On 2019-01-29 4:47 p.m., Jerome Glisse wrote:
The whole point is to allow to use device memory for range of virtual address of a process when it does make sense to use device memory for that range. So they are multiple cases where it does make sense: [1] - Only the device is accessing the range and they are no CPU access For instance the program is executing/running a big function on the GPU and they are not concurrent CPU access, this is very common in all the existing GPGPU code. In fact AFAICT It is the most common pattern. So here you can use HMM private or public memory. [2] - Both device and CPU access a common range of virtul address concurrently. In that case if you are on a platform with cache coherent inter-connect like OpenCAPI or CCIX then you can use HMM public device memory and have both access the same memory.
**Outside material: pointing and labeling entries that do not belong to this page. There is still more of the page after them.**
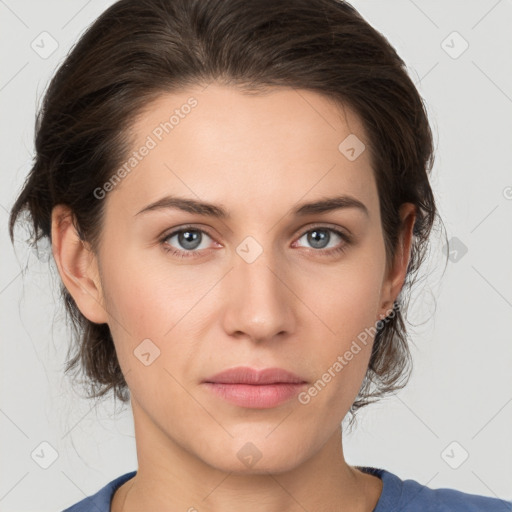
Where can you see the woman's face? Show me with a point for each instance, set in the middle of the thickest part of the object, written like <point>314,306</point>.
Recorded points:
<point>269,284</point>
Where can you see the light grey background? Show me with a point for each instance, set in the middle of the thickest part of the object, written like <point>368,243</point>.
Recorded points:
<point>461,388</point>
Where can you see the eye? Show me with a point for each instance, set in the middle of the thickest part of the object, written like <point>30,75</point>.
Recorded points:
<point>320,236</point>
<point>188,238</point>
<point>191,241</point>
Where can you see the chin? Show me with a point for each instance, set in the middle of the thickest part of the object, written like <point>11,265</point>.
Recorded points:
<point>256,454</point>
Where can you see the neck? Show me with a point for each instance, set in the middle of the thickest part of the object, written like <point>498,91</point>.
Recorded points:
<point>171,478</point>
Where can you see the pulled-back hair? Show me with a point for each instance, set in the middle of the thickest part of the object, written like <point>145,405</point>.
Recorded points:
<point>139,49</point>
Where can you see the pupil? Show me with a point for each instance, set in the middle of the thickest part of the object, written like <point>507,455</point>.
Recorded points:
<point>318,234</point>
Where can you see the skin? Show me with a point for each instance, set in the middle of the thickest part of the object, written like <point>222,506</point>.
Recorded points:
<point>259,156</point>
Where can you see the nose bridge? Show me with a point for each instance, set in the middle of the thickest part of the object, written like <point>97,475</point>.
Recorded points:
<point>259,301</point>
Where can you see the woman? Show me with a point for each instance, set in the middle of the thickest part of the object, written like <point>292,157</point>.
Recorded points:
<point>237,194</point>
You can not use HMM private memory.
So far on x86 we only have PCIE and thus so far on x86 we only have private HMM device memory that is not accessible by the CPU in any way.
I feel like you're just moving the rug out from under us... Before you said ignore HMM and I was asking about the use case that wasn't using HMM and how it works without HMM. In response, you just give me *way* too much information describing HMM. And still, as best as I can see, managing DMA mappings (which is different from the userspace mappings) for GPU P2P should be handled by HMM and the userspace mappings should *just* link VMAs to HMM pages using the standard infrastructure we already have.
And what struct pages are actually going to be backing these VMAs if it's not using HMM?
When you have some range of virtual address migrated to HMM private memory then the CPU pte are special swap entry and they behave just as if the memory was swapped to disk. So CPU access to those will fault and trigger a migration back to main memory.
This isn't answering my question at all... I specifically asked what is backing the VMA when we are *not* using HMM.
Logan